Somali officials believe that the bomber was most likely a foreign fighter - one of hundreds who have flooded to Somalia in recent months to help fight the Western-backed government.
President Sheikh Sharif Sheikh Ahmed on Monday called for the international community to help defend Somalia against the foreign fighters.
"I would like to tell the world ... that there are foreigners in the country who fought in Iraq and Afghanistan and want to make Somalia like those countries," Radio Shabelle quoted the president as saying.
The United Nations has so far ruled out sending in a peacekeeping force to help the African Union peacekeeping mission in Somalia.
Islamist insurgent groups al-Shabaab and Hizbul Islam are trying to topple the government of Sheikh Sharif, a moderate Islamist who once worked alongside the insurgents.

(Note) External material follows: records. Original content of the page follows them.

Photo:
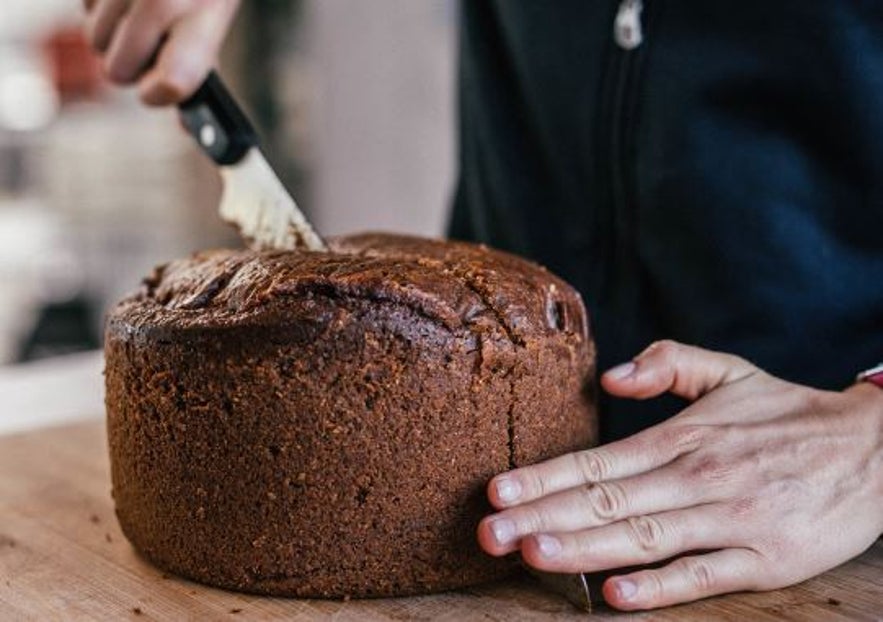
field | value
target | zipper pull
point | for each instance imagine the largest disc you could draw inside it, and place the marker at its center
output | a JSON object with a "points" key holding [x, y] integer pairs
{"points": [[627, 25]]}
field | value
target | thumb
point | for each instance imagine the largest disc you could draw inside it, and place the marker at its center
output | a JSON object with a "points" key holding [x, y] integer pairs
{"points": [[669, 366]]}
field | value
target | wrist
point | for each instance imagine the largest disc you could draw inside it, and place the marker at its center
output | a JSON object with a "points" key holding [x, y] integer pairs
{"points": [[870, 395]]}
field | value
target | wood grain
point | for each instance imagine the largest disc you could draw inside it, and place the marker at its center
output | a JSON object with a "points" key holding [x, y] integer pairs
{"points": [[62, 557]]}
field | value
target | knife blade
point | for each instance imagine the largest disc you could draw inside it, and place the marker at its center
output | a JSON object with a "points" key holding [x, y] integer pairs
{"points": [[253, 199]]}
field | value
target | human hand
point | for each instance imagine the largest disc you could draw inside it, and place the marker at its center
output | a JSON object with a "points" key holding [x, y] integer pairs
{"points": [[167, 47], [757, 485]]}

Over 200 people, the majority of them civilians, have died since fighting intensified in early May.
Latest figures from the United Nations refugee agency UNHCR say that 57,000 people have fled north Mogadishu as battles rage in the streets.

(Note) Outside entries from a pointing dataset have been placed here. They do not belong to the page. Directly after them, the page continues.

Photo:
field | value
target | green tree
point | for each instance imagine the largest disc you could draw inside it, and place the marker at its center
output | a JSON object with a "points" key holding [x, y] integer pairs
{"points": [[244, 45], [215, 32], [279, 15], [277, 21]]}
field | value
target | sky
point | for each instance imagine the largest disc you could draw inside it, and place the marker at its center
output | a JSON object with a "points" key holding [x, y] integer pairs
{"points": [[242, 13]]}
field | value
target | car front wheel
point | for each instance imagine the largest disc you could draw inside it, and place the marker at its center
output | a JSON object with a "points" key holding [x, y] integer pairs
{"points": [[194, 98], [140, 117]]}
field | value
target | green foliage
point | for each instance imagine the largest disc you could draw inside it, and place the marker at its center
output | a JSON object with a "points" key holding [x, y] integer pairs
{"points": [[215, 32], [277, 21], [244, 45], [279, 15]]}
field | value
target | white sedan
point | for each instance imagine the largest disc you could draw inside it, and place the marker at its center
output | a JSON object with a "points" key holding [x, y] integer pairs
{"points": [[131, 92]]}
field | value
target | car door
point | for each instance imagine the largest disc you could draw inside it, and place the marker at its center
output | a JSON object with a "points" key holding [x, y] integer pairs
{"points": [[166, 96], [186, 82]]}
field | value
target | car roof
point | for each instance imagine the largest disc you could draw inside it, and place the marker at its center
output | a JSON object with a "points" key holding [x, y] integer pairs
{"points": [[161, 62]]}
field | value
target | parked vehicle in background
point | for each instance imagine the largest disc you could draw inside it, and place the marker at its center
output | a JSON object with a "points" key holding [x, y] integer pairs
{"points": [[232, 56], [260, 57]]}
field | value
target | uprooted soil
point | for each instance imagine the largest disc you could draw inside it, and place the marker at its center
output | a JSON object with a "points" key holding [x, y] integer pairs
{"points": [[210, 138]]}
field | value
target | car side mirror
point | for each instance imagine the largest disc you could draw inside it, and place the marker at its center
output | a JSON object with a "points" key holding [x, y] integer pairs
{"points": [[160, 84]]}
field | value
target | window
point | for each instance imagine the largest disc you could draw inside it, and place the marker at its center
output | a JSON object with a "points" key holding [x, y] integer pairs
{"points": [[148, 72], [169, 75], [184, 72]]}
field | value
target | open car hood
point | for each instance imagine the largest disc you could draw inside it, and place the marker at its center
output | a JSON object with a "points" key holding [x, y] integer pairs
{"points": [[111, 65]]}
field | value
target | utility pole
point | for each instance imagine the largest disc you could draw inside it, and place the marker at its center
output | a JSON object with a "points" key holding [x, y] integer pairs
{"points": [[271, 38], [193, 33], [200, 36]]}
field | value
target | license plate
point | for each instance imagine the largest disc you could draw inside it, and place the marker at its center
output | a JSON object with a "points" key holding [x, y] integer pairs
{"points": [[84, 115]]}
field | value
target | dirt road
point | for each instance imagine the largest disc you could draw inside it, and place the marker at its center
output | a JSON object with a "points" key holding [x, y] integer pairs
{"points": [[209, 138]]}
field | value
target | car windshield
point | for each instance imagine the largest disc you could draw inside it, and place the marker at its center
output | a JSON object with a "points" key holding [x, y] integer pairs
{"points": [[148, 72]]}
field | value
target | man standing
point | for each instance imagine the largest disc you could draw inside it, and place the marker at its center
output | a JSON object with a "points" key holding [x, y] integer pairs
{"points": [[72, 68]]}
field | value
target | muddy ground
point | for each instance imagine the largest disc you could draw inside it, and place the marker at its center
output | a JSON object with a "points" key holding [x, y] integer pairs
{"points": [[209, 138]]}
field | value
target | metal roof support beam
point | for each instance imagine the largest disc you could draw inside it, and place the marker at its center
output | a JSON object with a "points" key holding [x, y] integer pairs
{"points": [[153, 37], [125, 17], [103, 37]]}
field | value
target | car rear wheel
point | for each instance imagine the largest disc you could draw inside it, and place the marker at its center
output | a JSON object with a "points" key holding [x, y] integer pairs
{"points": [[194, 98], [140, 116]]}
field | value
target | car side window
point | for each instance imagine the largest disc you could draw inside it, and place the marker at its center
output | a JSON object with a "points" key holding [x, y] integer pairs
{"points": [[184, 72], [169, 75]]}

Sheik Sharif's government, propped up by 4,300 AU peacekeepers from Uganda and Burundi, controls only sections of Mogadishu, while the insurgents hold sway across much of southern and central Somalia.
The peacekeepers do not have a mandate to pursue the insurgents and are instead focused on protecting key positions, including the presidential compound.
The fierce fighting comes despite Sheikh Sharif implementing sharia, or Islamic law - one of the key demands of the insurgents.
The new president, who came to power earlier this year as part of a UN-backed peace process, is too close to the West, the insurgents say.
The insurgency, which began after Ethiopian forces invaded in late 2006 to kick out the Islamic Courts Union, has claimed the lives of over 17,000 people, mainly civilians.
Ethiopia pulled out in January 2009, but in recent days there have been reports that its troops have once again crossed the Somali border.
Ethiopia's long-term foe Eritrea has also been accused of arming the insurgents.
The African Union on Friday added its voice to calls by regional nations for the United Nations Security Council to impose sanctions on Eritrea and also implement a no-fly zone and a sea blockade to stop arms coming in.
Eritrea denied any involvement in the insurgency, instead laying the blame for the chaos in Somalia on regional nations.
Somalia has been embroiled in chaos since the 1991 ouster of dictator Mohamed Siad Barre and is widely regarded as a failed state.